How the bounce rate is calculated

In fact, there is no generally accepted calculation methodology. Each tool for analyzing and accounting for site visitors can calculate it in its own way, however, most of them use one of two methods:

  1. calculation of the bounce rate based on the time spent by the user on the site ( Yandex and others);
  2. calculating the bounce rate based on the number of viewed pages ( Google).

First option seems quite logical and, in our opinion, it is - if a user, having gone to a page of your site, lingers on it for longer than a certain time (in Yandex.Metrica by default it is 15 seconds) - then the content is interesting to him and consider this a visit with a refusal is not worth it.

Second option just used in Google Analytics. Its essence is to consider a session as a failure, during which the user has viewed no more than one page of your site. That is, if a visitor came to your resource with search engine in search of an answer to a given search query, studied for a long time one page, the material on it and left your site, having received an answer to your question - such a session will be counted as a refusal.

This option does not seem very logical, but it is he who is used in Google system Analytics by default. Of course, this method of calculation also has a right to exist, but, in our opinion, its objectivity is much lower. This is especially true for general sites, on which the user is usually interested in only one page that answers his search query.

It seems to us that it is not correct to consider the session of such a visitor as a failure, and we have found a way to fix this situation. As a result, it was possible not only significantly reduce the bounce rate in Google Analytics, but also to get more accurate information about the time spent by the user on the site.

How to Reduce Bounce Rate in Google Analytics and Google Analytics Universal

So, we are faced with the task of obtaining more accurate data on refusals on our resource using the analytics system from Google. To do this, we will need to change the way bounces are counted so that it is calculated based on the time the user spent on the site, and not the number of pages they viewed.

This method is not prohibited, but even recommended by Google, as reported by the company's representatives in the official Analytics blog (link to the original in English). However, it is about old version code, which recently Google has been actively recommending to replace it with a new one - the Google Analytics Universal code. Unfortunately, the method described on the official blog does not work in new version code, but it's easy to fix.

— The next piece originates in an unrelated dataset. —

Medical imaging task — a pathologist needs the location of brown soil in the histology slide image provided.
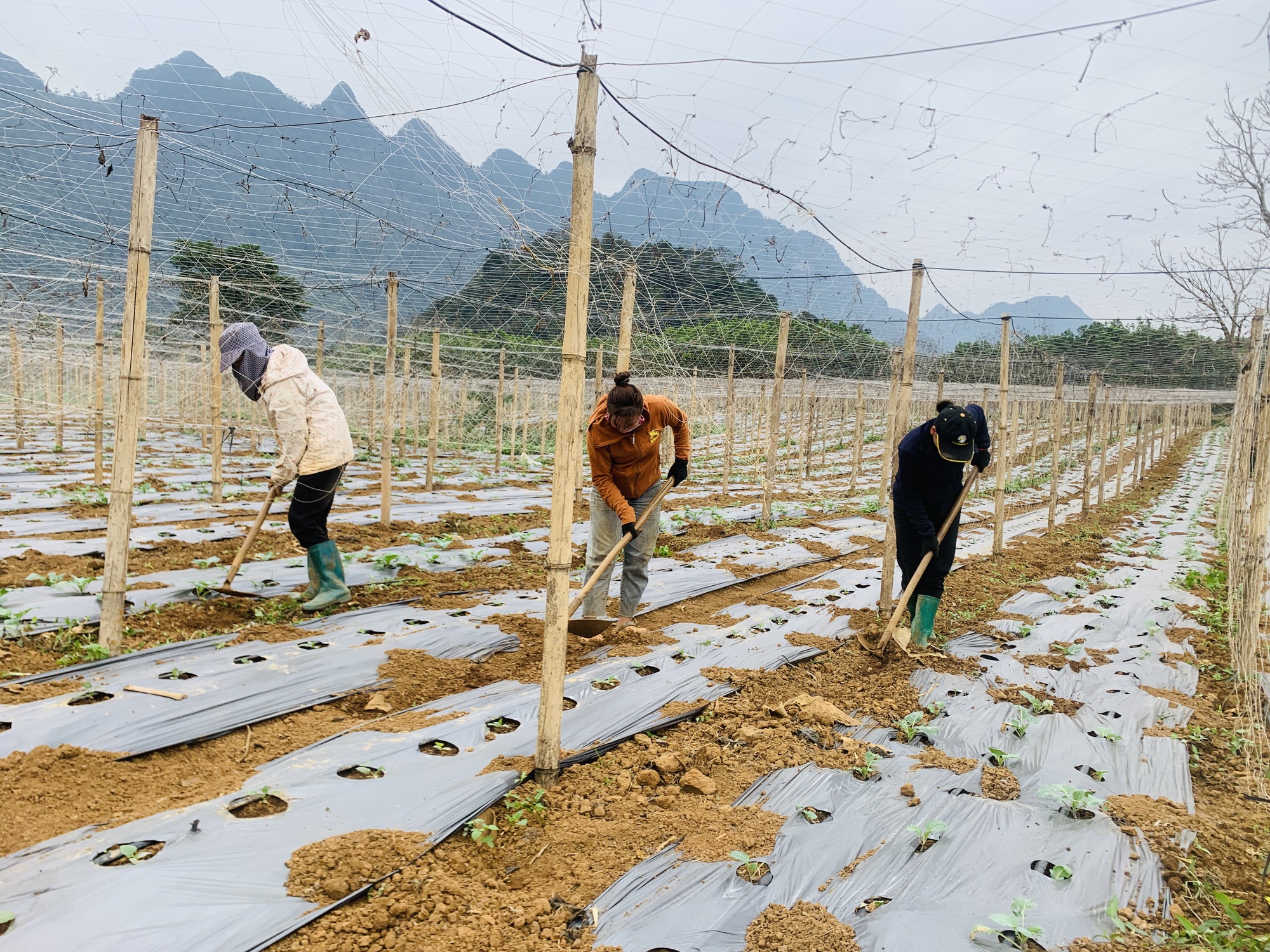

Below you will find code examples for both the old version of Analytics and the new Analytics Universal.

Old Google Analytics code

In order to change the algorithm for accounting for bounces on your site with the old analytics code, add to standard code line with the following content.

SetTimeout ("_ gaq.push ([" _ trackEvent "," 15_seconds "," read "])", 15000);

This way your code will have next view(instead of UA - ******** - *

New Google Analytics Universal code

V recent times Google advises everyone to exclusively use the new Google Analytics Universal code on their sites. To change the algorithm for calculating the bounce rate in the new version of analytics before the closing tag add the following code.

SetTimeout ("ga (" send "," event "," read "," 15_seconds ")", 15000);

As a result, your analytics code will look like this (instead of UA - ******** - * your ID must be specified).

results

After we made the above changes to the analytics system code on the site, the bounce rate decreased from 92% to 10%, it's hard not to notice it on the chart.

As a result, the indicator has changed significantly. average session duration(after all, before most of them were considered a refusal and were not taken into account), increasing from 00:30 to 07:30 - that is from 30 seconds to seven and a half minutes, which can also be observed on the graph of this indicator.

When the above charts are superimposed on each other, we see a direct dependence of one indicator on another.